A Primeira Seção do Superior Tribunal de Justiça (STJ) selecionou dois recursos específicos para definir uma questão crucial no Direito Previdenciário: a data de início do pagamento da pensão por morte e do auxílio-reclusão para dependentes menores de 16 anos. O julgamento ocorrerá sob o rito dos recursos repetitivos, cadastrado como Tema 1.421, sob relatoria da ministra Maria Thereza de Assis Moura.
A controvérsia central busca esclarecer se o benefício deve retroagir à data do falecimento ou da prisão quando o pedido for feito após o prazo de 180 dias.

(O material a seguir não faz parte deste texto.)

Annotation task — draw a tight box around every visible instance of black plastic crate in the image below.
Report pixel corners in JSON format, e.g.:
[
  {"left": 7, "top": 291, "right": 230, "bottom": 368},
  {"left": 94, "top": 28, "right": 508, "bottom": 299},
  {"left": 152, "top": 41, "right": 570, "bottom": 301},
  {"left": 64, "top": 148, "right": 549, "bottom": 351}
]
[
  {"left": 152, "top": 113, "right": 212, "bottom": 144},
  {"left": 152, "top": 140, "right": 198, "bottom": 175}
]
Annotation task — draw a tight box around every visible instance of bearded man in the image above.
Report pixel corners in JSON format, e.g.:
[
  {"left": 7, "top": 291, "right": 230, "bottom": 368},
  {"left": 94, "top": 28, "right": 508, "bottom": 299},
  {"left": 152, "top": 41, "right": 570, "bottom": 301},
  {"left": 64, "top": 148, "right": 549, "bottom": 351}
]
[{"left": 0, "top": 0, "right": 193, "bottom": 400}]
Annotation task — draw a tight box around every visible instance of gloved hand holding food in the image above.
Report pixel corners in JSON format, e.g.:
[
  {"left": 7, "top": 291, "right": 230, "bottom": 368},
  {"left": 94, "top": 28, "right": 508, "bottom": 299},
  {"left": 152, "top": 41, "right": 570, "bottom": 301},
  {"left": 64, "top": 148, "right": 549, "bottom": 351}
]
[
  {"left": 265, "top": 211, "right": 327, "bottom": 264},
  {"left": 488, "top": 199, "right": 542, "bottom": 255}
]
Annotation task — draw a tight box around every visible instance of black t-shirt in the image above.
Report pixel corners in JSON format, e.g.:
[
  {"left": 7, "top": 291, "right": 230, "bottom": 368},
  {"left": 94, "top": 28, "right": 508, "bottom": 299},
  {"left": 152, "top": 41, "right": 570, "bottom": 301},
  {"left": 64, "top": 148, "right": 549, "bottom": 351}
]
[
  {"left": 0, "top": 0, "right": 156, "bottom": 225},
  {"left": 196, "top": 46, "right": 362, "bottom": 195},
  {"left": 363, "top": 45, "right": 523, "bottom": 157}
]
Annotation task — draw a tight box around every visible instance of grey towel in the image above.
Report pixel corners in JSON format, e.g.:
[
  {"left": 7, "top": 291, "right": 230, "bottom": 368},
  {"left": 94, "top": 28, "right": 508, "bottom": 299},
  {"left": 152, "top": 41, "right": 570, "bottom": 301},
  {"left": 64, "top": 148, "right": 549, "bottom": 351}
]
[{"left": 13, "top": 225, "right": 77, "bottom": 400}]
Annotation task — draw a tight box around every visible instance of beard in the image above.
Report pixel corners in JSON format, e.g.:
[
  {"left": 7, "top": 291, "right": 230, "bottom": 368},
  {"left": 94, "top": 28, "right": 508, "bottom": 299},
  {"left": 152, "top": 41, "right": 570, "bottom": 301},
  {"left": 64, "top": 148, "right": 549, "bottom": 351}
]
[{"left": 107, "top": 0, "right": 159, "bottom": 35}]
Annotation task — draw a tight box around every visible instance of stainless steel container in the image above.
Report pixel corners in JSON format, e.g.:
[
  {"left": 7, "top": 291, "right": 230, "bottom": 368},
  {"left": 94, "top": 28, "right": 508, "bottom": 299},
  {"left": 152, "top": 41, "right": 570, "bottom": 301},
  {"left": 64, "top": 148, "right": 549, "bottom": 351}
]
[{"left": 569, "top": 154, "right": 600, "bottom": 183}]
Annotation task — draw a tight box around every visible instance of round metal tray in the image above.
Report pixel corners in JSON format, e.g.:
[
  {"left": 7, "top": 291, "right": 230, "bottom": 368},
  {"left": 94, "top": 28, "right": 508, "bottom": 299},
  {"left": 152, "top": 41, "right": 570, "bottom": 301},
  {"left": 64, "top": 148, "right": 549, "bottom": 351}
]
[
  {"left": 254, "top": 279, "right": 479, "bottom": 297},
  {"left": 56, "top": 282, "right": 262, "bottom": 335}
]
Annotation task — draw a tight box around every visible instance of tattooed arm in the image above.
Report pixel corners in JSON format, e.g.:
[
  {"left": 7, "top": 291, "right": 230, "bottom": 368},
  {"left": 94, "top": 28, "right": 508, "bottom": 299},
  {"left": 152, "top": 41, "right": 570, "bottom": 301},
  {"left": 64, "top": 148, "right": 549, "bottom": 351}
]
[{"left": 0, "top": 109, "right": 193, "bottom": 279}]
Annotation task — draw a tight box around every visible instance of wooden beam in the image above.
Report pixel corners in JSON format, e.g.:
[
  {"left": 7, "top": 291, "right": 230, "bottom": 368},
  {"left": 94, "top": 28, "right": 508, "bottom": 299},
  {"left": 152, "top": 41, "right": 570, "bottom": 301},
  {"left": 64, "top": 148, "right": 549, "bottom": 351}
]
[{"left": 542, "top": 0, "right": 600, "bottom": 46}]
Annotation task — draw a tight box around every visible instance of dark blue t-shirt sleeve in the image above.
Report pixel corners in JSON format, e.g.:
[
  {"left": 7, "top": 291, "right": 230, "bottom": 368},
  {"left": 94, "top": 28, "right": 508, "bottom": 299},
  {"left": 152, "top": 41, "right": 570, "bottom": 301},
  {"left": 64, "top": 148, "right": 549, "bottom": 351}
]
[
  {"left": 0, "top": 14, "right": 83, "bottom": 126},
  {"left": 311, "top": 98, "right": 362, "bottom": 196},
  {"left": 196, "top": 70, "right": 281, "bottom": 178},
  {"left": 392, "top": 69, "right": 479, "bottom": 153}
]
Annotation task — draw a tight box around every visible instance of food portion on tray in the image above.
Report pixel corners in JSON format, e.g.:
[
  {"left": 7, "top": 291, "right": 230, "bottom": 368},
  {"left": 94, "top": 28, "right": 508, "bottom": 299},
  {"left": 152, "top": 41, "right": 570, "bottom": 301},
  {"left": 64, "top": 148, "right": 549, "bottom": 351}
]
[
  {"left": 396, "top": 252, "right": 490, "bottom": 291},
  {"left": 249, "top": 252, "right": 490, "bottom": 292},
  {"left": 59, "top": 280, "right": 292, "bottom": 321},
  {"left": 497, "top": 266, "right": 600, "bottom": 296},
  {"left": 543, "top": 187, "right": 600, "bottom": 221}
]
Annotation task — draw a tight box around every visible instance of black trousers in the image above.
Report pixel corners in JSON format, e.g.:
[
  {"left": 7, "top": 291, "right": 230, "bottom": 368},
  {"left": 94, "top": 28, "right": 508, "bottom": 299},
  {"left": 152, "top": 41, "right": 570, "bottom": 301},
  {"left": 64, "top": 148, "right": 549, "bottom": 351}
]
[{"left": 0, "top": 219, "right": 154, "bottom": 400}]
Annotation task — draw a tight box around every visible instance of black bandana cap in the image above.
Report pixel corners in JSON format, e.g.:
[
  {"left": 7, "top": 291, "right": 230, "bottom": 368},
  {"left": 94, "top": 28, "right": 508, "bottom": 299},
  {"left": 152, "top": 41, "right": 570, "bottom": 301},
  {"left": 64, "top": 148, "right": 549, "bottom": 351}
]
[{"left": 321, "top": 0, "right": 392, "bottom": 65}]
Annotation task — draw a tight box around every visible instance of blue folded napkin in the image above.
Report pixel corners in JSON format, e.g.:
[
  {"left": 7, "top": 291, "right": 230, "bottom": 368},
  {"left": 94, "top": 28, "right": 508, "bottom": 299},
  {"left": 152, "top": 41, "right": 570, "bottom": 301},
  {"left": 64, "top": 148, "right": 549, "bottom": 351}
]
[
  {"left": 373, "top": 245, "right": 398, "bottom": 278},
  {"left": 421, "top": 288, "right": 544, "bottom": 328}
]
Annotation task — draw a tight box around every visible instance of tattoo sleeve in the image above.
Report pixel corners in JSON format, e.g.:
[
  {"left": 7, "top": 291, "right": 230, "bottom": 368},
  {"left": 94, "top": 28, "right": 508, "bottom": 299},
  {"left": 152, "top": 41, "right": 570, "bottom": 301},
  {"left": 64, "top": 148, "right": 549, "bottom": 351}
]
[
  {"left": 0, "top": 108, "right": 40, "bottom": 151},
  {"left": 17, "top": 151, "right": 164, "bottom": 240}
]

Essa dúvida surgiu após as alterações trazidas pela Medida Provisória 871/2019, que foi transformada na Lei 13.846/2019, modificando as regras de concessão da Lei de Benefícios da Previdência Social.
O conflito entre a lei atual e a proteção ao menor
Historicamente, o entendimento do STJ e da própria Previdência Social era de que o benefício para menores de 16 anos deveria retroagir à data do evento, independentemente de quando o pedido fosse realizado. No entanto, com a mudança legislativa em 2019, o INSS passou a negar esse pagamento retroativo total, aplicando o prazo restritivo de 180 dias também para os absolutamente incapazes.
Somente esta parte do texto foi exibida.